İşçi Sağlığı ve İş Güvenliği Meclisi Şubat Ayı İş Cinayetleri raporunda “Ankara Eski Havagazı Fabrikası’nın sökümü dolayısıyla işçi sağlığı ve halk sağlığı sorunları” başlığı altında asbest tehlikesine dikkat çekildi. Mali nedenlerle gerekli önlemlerin alınmadığına işaret edilen değerlendirmede, asbest tehlikesinin “kentsel dönüşüm” adı altında yapılanların işçi ve emekçilerin yaşamını tehdit ettiğini bir kez daha ortaya serdiğine vurgu yapıldı.
Son günlerde gündem olan Ankara Maltepe’deki Havagazı Fabrikası üzerinden asbest konusuna yer verilen raporda, ilk olarak asbestin özelliklerine değinilerek işçi sağlığına etkileri üzerinde duruldu. “Yüksek kanserojen özelliği nedeniyle bugün pek çok ülkede ve pek çok alanda kullanımı kısıtlanmış/yasaklanmış durumda” denilerek asbest kullanımının 2010 yılı itibariyle Türkiye’de yasaklandığı hatırlatıldı. Asbestli binalarda alınması gereken kimi önlemlerin altı çizilen raporda, “İşçiler için kişisel koruyucu önlemler, çalışma ortamı ve çevreye ait önlemler hayati öneme sahip” vurgusu yapıldı.

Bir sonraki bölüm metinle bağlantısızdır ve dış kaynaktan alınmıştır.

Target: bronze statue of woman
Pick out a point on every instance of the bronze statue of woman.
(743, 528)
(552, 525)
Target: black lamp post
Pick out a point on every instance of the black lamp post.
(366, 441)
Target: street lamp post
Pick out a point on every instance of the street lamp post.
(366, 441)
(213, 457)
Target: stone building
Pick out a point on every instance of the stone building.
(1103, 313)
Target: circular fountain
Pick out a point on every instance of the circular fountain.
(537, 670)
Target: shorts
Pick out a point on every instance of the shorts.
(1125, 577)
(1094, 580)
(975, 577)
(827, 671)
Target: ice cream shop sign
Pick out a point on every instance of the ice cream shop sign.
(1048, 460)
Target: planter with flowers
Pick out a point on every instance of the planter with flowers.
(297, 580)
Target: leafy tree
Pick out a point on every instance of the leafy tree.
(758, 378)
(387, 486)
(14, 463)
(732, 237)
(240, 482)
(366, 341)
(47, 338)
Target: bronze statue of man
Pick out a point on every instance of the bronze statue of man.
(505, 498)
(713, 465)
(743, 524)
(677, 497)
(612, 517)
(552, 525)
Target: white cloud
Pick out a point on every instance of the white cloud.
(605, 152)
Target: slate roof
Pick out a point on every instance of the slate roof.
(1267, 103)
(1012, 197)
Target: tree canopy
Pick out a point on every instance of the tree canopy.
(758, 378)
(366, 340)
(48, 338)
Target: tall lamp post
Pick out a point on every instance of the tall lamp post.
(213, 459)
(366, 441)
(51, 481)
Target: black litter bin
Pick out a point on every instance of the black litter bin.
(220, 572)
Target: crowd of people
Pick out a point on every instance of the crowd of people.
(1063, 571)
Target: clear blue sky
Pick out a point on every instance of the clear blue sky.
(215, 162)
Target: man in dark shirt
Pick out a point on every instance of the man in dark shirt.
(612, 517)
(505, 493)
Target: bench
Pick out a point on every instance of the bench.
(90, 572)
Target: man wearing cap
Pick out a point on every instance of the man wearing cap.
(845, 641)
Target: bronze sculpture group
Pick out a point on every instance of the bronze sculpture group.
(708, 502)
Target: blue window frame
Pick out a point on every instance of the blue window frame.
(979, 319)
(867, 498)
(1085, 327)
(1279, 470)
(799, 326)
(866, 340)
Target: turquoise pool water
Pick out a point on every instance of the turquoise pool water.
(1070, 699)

Mahkeme kararına rağmen bir gecede yıkım
Gündem olan havagazı fabrikasının tarihinin anlatıldığı raporda, fabrikanın ilk olarak 2006 yılında, mahkeme kararına rağmen bir gece yarısı operasyonu ile yıkılmaya başlandığı hatırlatılarak uzunca bir aradan sonra 25 Şubat günü Ankara Büyükşehir Belediyesi’nin yıkıma devam ettiği belirtildi. Ardından yaşanan gelişmeler anlatıldı. Son olarak yıkıma ilişkin mahkemenin 1 Mart günü yapılan başvurunun ardından aynı gün “uygulanması halinde fiili durum itibariyle telafisi güç veya imkansız zararlar doğurabilecek nitelikte” gerekçesiyle yürütmeyi durdurma kararı aldığı dile getirilerek 30 gün içerisinde kesin kararın açıklanacağı ifade edildi.
Gerekli önlemlerin alınıp alınmadığı belirsiz
Konuya ilişkin Ankara Tabip Odası ve Mimarlar Odası Ankara Şubesi tarafından devletin yetkili kurumlarına gerekli şikayet ve başvuruların yapıldığı belirtilen raporda, çevrede yaşamı tehdit eden olayla ilgili gerekli önlemlerin alınıp alınmadığının belli olmadığına, verilen yanıtların da buna işaret ettiğine dikkat çekildi.
“Kentsel dönüşüm”ün yol açtığı sorunlar ortaya serildi
Maltepe’deki tablonun “kentsel dönüşüm” adı altında yürütülen talanın işçi ve halk sağlığı sorunlarını bir kez daha gözler önüne serdiği ifade edilerek şunlar söylendi: “6,5 milyon konutun yıkılmaya başlandığı 2004’ten günümüze sadece asbest değil taş yünü, fırın cüruf yünü, sentetik cam yünü, birçok ağır ve tehlikeli metalin tespitinin yıkımlardan önce ne kadar yapıldığı, bu tespitlere göre zorunlu çalışma ve korunma yöntemlerine ne kadar uyulduğu, sonuçlarının ne kadar izlendiği, atıkların ayrıştırılmasında geri kazanımında ve gerekli bertaraf süreçlerinin gereklerine ne kadar uyulduğuyla ilgili bir veri, belge, rapor var mıdır? Sorunun boyutuyla ilgili herhangi bir bilgi bulunmamaktadır.”
“İşçi sağlığı mevzuatı uygulanmadı, halk sağlığı kuralları belirlenmedi”
Konuyla ilgili değerlendirmede, mevzuata uygun gözüken ve işe başlama tarihinin 28 Şubat olarak geçtiği bir raporun da bulunduğuna değinilerek buna karşın “muhtemelen mali nedenlerle uygulanmasından vazgeçilip son bir haftada gözlediğimiz güvensiz/sağlıksız yönteme dönüldüğü anlaşılmaktadır. Gereğine uyulmamakla birlikte işçi sağlığı açısından en azından ne yapılacağı, nasıl yapılacağı bellidir. Ancak bu işin halk sağlığını ilgilendiren boyutu ile ilgili olarak uyulacak kurallar hiç yoktur” denildi.